High Frequency Oscillations (HFOs) are categorized as Ripples (80-250Hz), Fast Ripples (250-500 Hz), or Very Fast Ripples (> 500 Hz). Pathologic HFOs (pHFOs) are postulated to be potential biomarkers of network disarray and are implicated within the seizure onset zone in epilepsy.

Previous research demonstrates that the CD40L-CD40 system regulates neuroinflammation and seizure susceptibility. This study aims to contextualize the network level role of CD40L-CD40 during seizures.

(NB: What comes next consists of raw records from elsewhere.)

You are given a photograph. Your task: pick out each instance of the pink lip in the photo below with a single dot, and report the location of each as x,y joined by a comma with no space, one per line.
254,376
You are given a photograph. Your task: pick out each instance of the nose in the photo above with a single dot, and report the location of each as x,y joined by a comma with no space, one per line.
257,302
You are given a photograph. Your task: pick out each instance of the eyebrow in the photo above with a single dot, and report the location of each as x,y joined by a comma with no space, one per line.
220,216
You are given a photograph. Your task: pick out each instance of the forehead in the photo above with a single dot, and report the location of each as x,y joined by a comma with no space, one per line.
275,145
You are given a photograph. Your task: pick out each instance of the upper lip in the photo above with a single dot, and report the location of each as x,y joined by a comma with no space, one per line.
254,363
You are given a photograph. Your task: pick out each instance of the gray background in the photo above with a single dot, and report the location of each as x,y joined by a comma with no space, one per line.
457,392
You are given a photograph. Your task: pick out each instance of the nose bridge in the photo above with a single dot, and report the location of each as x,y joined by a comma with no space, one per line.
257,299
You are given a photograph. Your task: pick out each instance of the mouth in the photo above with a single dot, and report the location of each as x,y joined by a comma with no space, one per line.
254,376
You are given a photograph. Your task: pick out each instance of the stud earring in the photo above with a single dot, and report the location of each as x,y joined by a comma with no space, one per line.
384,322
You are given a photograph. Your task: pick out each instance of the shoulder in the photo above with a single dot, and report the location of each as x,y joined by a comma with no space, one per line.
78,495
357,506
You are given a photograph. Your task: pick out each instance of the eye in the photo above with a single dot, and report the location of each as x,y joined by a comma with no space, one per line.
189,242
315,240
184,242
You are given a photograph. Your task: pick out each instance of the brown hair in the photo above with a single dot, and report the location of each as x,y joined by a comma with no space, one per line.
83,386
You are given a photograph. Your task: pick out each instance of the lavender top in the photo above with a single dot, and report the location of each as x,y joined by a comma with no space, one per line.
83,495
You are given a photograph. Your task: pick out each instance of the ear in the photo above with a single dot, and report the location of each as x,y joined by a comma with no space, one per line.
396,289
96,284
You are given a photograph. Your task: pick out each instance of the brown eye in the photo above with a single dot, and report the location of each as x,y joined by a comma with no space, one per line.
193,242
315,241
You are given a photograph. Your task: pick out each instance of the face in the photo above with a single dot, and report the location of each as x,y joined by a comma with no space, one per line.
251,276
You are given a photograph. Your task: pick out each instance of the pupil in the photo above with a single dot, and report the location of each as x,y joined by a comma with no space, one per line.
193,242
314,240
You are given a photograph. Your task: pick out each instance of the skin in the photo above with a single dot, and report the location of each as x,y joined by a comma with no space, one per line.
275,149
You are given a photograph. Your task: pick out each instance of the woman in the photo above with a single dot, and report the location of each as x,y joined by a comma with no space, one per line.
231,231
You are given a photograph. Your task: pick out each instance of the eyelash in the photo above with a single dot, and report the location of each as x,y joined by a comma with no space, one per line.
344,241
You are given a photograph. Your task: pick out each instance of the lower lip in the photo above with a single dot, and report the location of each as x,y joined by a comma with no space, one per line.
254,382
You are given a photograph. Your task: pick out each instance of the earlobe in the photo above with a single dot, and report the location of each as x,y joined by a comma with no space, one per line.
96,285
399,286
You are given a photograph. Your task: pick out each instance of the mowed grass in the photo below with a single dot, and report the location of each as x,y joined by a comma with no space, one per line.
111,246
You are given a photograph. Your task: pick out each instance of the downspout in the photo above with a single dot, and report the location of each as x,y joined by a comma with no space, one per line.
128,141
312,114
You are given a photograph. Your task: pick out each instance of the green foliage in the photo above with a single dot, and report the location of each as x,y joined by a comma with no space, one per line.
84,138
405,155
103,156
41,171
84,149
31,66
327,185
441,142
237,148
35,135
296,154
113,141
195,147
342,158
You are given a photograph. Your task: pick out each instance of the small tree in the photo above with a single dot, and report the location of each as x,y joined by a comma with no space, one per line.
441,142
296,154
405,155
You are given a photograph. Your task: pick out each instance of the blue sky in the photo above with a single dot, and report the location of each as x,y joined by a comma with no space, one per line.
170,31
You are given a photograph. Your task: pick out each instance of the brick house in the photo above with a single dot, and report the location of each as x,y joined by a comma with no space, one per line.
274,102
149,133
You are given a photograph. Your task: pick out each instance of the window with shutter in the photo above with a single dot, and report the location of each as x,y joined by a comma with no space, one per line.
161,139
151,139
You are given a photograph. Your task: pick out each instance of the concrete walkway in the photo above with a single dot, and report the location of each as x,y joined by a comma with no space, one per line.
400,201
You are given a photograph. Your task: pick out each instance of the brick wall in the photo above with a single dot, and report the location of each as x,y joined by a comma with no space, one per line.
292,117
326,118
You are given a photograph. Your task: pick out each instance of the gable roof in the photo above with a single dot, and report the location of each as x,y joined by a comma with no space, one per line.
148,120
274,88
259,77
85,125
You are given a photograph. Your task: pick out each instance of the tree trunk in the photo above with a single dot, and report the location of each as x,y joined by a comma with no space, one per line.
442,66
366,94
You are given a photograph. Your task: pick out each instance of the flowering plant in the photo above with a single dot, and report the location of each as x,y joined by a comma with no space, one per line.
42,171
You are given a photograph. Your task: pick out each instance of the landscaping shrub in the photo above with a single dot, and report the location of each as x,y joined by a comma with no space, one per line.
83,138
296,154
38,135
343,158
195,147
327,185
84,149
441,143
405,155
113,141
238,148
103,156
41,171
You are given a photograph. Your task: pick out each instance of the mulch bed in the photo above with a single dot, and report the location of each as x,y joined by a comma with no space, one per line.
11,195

16-channel multielectrode silicon probes across the corticohippocampal axis were chronically implanted in adult male CD40 knockout mice (CD40KO) and respective genetic control mice (WT). The pentylenetetrazole (PTZ) model of seizure was used to induce epileptiform network activity. Local field potentials (LFP) at specified depths (channel) and time intervals were recorded in freely moving animals before and after administration of PTZ. Continuous recordings were segmented and processed for offline analysis to capture signal morphology and frequency analysis [δ(0.5-4 Hz), θ(4-8Hz), α(8-12Hz), β(12-30 Hz), γ(30-80Hz), HFOs (80-500Hz)] using signal analysis software. An automatic detection toolbox was used to identify putative HFO events using a Short Time Energy algorithm. Putative HFOs were manually reviewed using the raw signal in parallel to digital filters and spectral analyses. Following euthanasia, hippocampal levels of NR2B were evaluated using ELISA.

Network activation results in a dynamic high-power shift of frequency band distribution in both WT and CD40KO mice. CD40KO mice have considerably smaller θ/δ ratios during normal activity and have limited γ band shift compared to WT, consistent with reduction of hippocampal NR2b (NMDA sub-unit) expression during seizures. Preliminary data demonstrates that CD40 deficiency attenuates HFO rate by over 80% and eliminates the generation of state dependent pHFO.

The CD40-CD40L complex triggers a downstream cascade which alters neuronal network activation and  promotes generation of pathological HFO during ictogenesis though an upregulation of excitatory NMDA receptors.